China’s “Heavenly Palace” Space Station Module Due to Launch in 2011
China will soon have an outpost in space. The government has announced that its first unmanned space module, the Tiangong-1 (or “The Heavenly Palace”), will be launched next year.
The module will serve as a docking station for other aircraft before being transformed into a permanent taikonaut residence and space lab within two years of the launch [Nature blog]. It was originally due to launch this year, but now will see flight only late in 2011, due to technical reasons, Chinese officials said. The Tiangong-1 is expected to be 30 feet long and capable of housing three taikonauts; future missions will add other modules to construct a larger Chinese space station.
The Tiangong-1 design, unveiled in a nationally televised broadcast on last year’s Chinese New Year, includes a large module with docking system making up the forward half of the vehicle and a service module section with solar arrays and propellant tanks making up the aft [SPACE.com]. The Tiangong-1 is expected to dock the unmanned Shenzhou 8 spacecraft first to test the robotic docking systems before hosting the manned Shenzhou 9 and 10 spacecraft, which are both expected to carry two or three taikonauts into space.
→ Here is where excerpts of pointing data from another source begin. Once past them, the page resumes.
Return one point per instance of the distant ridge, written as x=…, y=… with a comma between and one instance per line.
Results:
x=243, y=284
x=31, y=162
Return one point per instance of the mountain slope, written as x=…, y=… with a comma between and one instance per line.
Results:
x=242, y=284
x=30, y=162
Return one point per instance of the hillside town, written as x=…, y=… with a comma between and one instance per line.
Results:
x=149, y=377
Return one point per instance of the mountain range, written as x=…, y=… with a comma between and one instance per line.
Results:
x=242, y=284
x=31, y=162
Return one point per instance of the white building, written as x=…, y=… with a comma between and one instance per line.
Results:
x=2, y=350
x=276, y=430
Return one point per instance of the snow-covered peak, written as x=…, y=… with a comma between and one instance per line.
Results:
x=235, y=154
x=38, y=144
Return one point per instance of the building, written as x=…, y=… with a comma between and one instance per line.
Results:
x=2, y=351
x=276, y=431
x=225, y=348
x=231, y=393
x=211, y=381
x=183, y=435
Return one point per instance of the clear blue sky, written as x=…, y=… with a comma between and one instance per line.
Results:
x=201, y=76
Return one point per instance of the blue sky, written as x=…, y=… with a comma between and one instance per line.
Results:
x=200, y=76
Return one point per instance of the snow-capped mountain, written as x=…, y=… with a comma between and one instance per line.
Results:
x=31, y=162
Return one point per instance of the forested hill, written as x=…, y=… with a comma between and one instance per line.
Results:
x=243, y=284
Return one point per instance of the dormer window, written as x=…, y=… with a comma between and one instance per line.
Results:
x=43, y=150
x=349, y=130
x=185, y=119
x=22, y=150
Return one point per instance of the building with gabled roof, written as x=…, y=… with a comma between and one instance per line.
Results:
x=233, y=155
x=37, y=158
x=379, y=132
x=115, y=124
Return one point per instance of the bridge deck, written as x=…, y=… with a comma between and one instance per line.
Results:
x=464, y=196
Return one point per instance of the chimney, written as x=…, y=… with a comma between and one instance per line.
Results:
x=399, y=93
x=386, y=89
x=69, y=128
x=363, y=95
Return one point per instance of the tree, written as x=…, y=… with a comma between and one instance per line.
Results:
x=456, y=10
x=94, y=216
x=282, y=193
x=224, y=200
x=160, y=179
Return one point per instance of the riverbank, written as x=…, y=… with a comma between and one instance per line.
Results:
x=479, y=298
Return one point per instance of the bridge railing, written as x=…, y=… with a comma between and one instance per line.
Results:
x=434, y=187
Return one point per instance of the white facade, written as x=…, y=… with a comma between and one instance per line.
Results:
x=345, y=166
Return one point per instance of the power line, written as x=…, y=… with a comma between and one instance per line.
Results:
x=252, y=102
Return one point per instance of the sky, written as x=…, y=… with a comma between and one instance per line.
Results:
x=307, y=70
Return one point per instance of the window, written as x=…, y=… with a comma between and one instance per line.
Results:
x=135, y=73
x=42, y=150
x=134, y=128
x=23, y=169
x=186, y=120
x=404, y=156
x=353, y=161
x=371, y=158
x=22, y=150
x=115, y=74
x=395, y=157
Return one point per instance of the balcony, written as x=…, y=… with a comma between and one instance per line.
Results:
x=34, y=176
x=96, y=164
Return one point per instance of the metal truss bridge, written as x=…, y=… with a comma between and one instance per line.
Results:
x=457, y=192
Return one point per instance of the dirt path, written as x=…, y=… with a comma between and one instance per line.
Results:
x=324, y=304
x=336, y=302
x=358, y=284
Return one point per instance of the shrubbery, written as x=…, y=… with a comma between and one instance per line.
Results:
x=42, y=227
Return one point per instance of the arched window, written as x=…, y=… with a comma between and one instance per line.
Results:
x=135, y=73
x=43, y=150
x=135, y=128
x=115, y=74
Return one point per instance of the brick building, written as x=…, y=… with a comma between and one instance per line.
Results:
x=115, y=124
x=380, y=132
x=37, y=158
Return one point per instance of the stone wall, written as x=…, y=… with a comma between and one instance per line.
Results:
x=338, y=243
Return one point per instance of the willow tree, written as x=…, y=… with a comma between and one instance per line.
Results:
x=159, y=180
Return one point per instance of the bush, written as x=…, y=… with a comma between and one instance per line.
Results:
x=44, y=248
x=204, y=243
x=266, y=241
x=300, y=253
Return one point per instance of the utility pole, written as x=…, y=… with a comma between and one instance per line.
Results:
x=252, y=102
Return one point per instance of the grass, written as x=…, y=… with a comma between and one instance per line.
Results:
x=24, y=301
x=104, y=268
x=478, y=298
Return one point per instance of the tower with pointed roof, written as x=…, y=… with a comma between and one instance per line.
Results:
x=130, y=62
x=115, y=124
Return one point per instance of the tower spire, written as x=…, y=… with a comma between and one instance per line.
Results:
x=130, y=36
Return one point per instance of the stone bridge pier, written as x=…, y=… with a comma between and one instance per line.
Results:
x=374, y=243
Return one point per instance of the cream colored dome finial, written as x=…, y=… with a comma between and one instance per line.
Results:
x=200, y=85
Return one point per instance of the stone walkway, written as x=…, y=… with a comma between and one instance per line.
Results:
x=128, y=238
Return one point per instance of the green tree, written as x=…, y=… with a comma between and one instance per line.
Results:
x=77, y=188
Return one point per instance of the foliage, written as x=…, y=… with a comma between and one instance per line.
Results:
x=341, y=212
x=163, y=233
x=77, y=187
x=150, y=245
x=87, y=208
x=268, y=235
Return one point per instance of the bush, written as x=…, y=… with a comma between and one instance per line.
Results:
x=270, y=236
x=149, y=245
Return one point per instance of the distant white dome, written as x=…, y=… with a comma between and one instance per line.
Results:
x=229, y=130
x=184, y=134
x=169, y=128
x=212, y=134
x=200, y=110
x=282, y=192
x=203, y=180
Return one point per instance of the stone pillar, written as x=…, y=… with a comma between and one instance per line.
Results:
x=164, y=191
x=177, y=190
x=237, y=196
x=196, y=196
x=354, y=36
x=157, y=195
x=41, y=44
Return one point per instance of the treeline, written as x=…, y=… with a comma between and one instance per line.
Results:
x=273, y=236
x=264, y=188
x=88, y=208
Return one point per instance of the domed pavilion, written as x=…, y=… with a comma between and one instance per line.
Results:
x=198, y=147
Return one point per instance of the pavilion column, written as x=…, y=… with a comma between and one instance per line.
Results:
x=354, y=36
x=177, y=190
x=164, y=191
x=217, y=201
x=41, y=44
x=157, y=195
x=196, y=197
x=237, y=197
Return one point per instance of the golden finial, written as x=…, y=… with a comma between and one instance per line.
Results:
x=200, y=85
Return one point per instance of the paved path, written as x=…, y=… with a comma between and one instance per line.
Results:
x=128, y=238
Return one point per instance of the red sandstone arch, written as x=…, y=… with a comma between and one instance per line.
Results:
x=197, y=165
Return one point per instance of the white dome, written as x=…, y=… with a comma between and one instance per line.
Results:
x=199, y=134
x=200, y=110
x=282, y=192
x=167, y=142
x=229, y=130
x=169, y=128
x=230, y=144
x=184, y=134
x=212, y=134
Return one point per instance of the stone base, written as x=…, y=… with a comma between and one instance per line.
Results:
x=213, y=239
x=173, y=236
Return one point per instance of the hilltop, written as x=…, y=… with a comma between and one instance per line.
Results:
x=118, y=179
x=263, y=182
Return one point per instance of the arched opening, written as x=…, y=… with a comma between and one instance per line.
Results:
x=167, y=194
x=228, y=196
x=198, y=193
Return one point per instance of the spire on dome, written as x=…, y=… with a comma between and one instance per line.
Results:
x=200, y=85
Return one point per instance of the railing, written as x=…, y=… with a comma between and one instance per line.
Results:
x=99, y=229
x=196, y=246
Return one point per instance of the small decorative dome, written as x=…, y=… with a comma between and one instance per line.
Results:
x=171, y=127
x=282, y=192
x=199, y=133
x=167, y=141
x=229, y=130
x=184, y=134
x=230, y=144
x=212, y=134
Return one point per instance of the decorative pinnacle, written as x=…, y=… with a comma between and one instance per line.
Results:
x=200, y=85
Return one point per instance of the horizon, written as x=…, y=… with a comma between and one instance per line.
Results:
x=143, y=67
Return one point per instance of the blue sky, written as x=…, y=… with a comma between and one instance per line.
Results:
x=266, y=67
China’s other space plans include launching a second lunar probe in October in preparation for an unmanned moon landing by the end of 2012. A possible manned lunar mission has also been proposed — with a target date of 2017 — putting China in the forefront of a tightening Asian space race involving India, Japan and South Korea [Associated Press].
China has insisted that its space programs are for peaceful purposes only. However, the head of the Chinese Air Force, Gen. Xu Qiliang, appeared to have gone off-message when he said in November that international “military competition has shifted towards space” [The New York Times].